The company releases overall insurance underwriting results in the fourth quarter, but doesn’t provide a breakdown by insurance unit including Geico, its auto insurer. Investors need to look at the annual results and compare them to the third-quarter results to calculate the fourth-quarter results of the various insurance units.
Geico’s underwriting profits were down about 40% in the fourth quarter to about $1 billion, one investor calculated and told Barron’s.
Given the complexity of Berkshire’s results, investors would benefit from commentary from CEO Abel and quarterly conference calls, but Abel plans to continue the Buffett tradition of avoiding the calls.
“We concentrate on quality, not frequency. If a significant issue arises, you will hear from me, but it will not be through quarterly commentary, given our long-term horizo n,” Abel wrote in his annual letter.

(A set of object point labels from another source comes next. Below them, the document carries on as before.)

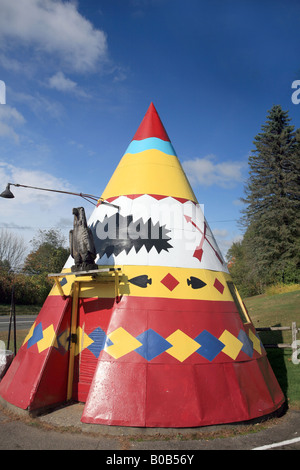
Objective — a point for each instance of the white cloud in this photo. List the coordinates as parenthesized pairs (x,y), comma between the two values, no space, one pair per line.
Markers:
(55,27)
(62,83)
(10,118)
(207,172)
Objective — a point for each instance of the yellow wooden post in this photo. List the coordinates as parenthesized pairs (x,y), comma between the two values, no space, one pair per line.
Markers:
(74,315)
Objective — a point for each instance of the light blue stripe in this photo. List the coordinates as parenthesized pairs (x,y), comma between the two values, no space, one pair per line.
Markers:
(137,146)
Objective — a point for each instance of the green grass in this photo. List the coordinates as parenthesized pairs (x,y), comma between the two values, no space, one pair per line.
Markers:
(279,310)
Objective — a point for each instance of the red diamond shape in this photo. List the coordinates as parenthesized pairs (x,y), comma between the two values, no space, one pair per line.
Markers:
(219,286)
(169,281)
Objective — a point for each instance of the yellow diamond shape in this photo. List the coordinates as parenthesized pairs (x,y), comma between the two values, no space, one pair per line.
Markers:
(232,344)
(183,345)
(48,340)
(123,341)
(83,341)
(30,333)
(255,341)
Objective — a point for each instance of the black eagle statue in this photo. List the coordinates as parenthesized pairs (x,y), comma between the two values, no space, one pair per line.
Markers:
(82,247)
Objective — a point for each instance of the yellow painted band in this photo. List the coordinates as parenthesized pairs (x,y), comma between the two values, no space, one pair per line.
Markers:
(149,172)
(105,287)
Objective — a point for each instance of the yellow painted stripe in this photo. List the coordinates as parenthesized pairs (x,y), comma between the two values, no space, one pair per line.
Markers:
(149,172)
(104,287)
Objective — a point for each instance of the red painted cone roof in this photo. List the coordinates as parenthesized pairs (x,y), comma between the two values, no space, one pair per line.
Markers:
(151,126)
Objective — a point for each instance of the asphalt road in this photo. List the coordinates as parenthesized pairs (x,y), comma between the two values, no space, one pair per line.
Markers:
(62,430)
(23,322)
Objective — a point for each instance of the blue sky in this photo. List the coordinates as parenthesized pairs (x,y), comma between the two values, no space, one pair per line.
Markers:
(81,75)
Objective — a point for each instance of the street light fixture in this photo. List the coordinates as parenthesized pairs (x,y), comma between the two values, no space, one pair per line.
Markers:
(7,194)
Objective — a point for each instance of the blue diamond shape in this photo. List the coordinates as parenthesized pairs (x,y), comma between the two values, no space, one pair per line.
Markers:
(247,343)
(210,345)
(36,336)
(100,341)
(152,344)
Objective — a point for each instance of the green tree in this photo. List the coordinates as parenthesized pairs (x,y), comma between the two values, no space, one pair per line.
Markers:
(48,256)
(49,253)
(271,216)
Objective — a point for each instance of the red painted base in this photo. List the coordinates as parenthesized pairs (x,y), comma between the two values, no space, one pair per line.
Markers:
(38,379)
(161,395)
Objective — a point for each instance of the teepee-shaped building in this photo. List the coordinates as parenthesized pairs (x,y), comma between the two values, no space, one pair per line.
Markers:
(159,336)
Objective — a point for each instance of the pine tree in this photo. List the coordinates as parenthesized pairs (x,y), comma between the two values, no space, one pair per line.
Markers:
(272,200)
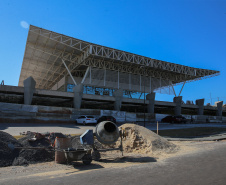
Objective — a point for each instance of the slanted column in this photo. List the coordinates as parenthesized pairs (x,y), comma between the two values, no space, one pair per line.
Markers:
(78,93)
(151,106)
(178,101)
(29,89)
(200,103)
(118,94)
(219,108)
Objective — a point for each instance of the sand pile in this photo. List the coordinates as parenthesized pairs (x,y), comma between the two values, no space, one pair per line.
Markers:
(144,141)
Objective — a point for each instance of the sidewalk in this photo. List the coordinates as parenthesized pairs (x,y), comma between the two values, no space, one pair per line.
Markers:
(214,137)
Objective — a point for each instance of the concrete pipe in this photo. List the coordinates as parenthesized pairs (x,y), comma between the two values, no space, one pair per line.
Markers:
(107,132)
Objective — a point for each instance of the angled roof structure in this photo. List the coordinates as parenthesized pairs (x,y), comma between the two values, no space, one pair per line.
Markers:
(45,50)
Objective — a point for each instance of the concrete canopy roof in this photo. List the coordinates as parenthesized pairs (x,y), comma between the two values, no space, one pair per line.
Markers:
(45,50)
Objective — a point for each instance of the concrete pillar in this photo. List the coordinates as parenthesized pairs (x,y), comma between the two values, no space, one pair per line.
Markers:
(29,89)
(78,92)
(200,103)
(151,106)
(219,107)
(118,94)
(178,101)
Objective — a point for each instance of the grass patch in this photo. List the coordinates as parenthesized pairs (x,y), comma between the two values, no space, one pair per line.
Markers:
(191,132)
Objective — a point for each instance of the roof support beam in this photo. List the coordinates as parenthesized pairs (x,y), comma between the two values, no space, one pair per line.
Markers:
(69,72)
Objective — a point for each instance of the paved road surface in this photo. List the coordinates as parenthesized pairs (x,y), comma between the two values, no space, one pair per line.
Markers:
(203,168)
(16,128)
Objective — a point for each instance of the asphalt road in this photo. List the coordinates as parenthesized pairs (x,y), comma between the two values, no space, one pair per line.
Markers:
(202,168)
(17,128)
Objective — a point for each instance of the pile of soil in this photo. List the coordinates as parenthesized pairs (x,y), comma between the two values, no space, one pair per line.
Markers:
(7,155)
(29,156)
(143,141)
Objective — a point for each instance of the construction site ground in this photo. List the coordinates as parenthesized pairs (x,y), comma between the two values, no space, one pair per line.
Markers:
(112,160)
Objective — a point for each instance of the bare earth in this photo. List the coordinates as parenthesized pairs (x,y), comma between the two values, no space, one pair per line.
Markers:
(109,160)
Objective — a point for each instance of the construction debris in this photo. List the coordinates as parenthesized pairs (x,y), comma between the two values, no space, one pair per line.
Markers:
(6,154)
(141,140)
(38,147)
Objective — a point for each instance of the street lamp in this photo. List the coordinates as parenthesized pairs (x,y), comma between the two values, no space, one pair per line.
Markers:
(144,91)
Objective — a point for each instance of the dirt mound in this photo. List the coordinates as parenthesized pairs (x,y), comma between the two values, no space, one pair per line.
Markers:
(29,156)
(6,154)
(144,141)
(7,138)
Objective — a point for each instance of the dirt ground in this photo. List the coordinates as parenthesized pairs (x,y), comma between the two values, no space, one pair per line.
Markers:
(110,159)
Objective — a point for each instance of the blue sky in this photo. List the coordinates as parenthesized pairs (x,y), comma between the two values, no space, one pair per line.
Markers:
(188,32)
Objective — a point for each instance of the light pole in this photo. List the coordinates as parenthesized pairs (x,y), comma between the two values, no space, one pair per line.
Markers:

Abel quashed the idea of a Berkshire cash dividend, and one doesn’t look likely as long as Buffett is alive given his opposition to it and his control of the Berkshire board.
“Our approach to cash dividends continues to be that Berkshire will not pay dividends so long as more than one dollar of market value for shareholders is reasonably likely to be created by each dollar of retained earnings. On an annual basis, the Board reviews our policy,” Abel wrote.
The case for a dividend is that Berkshire is sitting on a near-record $373 billion of cash, including $127 billion at the parent company where there are restrictions on distribution to shareholders—most of the rest is at insurance units.
Berkshire has been a net seller of stocks for three years in a row and made few notable acquisitions in recent years. It’s a discriminating buyer at a time when trillions of dollars in dry power elsewhere in the investment world is much less demanding.
Total cash could hit $400 billion at year-end 2026 even after the purchase of Occidental Petroleum’s chemical business earlier this year for under $10 billion.
Abel took on critics in his letter. “Many times in Berkshire’s history, some observers have suggested that our substantial cash position signals a retreat from investing. It does not. We continue to evaluate many opportunities and will remain patient and disciplined in pursuing the right ones for the benefit of our owners.”
The difference now is that cash is triple what it was several years ago and Abel isn’t Buffett.